Everyone basically understands the first two words, All Are, but perhaps we need some help on the meaning of Welcome. Here is an acronym that may help:

WELCOME Willingly Engage Limitless Care Opening More Equality

A true welcome requires CHANGE; a word that we understand but find hard to like and execute. It is especially difficult for those who are comfortable where and how they are. This is why it is easier for welcome to mean that the newer folk who join them will be expected to adapt and change to the existing demeanor of the group they are joining. True welcome, however, will bring change to both the existing community and the new members. The physical principle states, For every action there is an equal and opposite reaction. Perhaps this best describes why and how change will occur for both the older and newer members. Since change is so hard for so many to accept we can see why a real welcoming community will feel stress and discomfort in the process.

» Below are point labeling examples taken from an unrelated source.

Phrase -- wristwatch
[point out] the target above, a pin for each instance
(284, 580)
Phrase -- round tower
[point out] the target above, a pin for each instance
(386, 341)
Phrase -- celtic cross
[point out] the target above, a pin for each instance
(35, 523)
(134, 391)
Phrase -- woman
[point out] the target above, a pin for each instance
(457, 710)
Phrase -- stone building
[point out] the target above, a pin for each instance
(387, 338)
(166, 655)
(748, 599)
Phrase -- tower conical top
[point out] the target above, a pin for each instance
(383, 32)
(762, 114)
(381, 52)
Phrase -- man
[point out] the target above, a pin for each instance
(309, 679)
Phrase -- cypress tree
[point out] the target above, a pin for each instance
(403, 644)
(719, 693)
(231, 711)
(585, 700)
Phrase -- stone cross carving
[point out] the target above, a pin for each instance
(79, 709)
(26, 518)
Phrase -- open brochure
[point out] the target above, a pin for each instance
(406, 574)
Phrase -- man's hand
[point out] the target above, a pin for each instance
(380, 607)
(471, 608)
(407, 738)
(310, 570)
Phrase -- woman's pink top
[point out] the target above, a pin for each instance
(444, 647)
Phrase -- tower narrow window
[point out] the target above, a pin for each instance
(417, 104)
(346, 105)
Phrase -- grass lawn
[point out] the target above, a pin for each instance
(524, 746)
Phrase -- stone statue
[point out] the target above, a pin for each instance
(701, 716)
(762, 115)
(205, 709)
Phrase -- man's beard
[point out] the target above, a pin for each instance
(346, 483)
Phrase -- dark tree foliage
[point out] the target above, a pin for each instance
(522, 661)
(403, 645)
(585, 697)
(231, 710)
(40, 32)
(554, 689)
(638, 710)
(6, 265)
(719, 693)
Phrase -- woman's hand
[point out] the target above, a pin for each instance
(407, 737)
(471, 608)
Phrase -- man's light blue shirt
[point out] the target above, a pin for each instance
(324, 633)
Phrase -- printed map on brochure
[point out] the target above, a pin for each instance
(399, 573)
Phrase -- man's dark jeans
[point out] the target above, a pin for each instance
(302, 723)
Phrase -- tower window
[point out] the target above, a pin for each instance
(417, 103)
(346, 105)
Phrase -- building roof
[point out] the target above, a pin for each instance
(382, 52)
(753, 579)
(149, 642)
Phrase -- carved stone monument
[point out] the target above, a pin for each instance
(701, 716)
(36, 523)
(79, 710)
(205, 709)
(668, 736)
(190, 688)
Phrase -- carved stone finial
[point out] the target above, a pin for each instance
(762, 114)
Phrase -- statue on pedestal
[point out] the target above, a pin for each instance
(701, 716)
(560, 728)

Only when both the community and the newcomers are willing to limitless engagement in a open and caring manner will the needed equality and true welcome be a result. Because All Are Welcome is so life changing for everyone involved it is very difficult to experience in fact. It is hard for people to be open enough to practice regularly and easily the function of All Are Welcome. It is always easier to welcome those who are placid and pliable and tend to fit in almost without notice. It is always more difficult for opposites to attract without a genuine love for the humanity that is there.

The fact is, as we often hear, that opposites attract. Two people who are basically alike cannot achieve as much as when two people who are not so much alike come together. The reason is simple. Two people with similar gifts and thought will not have the impetus for growth and development as two people with differing thoughts and talents! We know this to be a fact genetically so our laws do not allow inbreeding. Groups who primarily continue to propagate their heredity of unchanging tradition may not flourish well either. The best example of the value of inclusiveness is our own United States of America the melting pot of many nations and peoples.

In short, it is far easier to say All Are Welcome than to live All Are Welcome, but if it is not our lifestyle then our chances of health and well being as a community is very slim.

For all of these reasons and more, I believe we are seeing a decline in the number of people who affiliate with and attend our churches. People move often today from one place to another, as we have become a mobile society. It is interesting to note that, when they move, they do not necessarily attend nor affiliate with the same denomination. Brand loyalty, as it were, is not the way it used to be in years past. Change often brings more change as people get used to having movement and development in their daily lives. If their experience with church in their former location was especially meaningful then they may search for a similar community in which to continue that experience in their new area. When they choose to look, the web is probably the most important place for their search. When they visit, if the church seems to be as it was described in their website, they may choose to affiliate and participate. The most important part of any church today is perhaps learning how to tell their story effectively and honestly so that people around them may see why they might feel welcomed. Mega churches do this very well and, because of their larger size, often have the variety that meets the needs and interests of more people.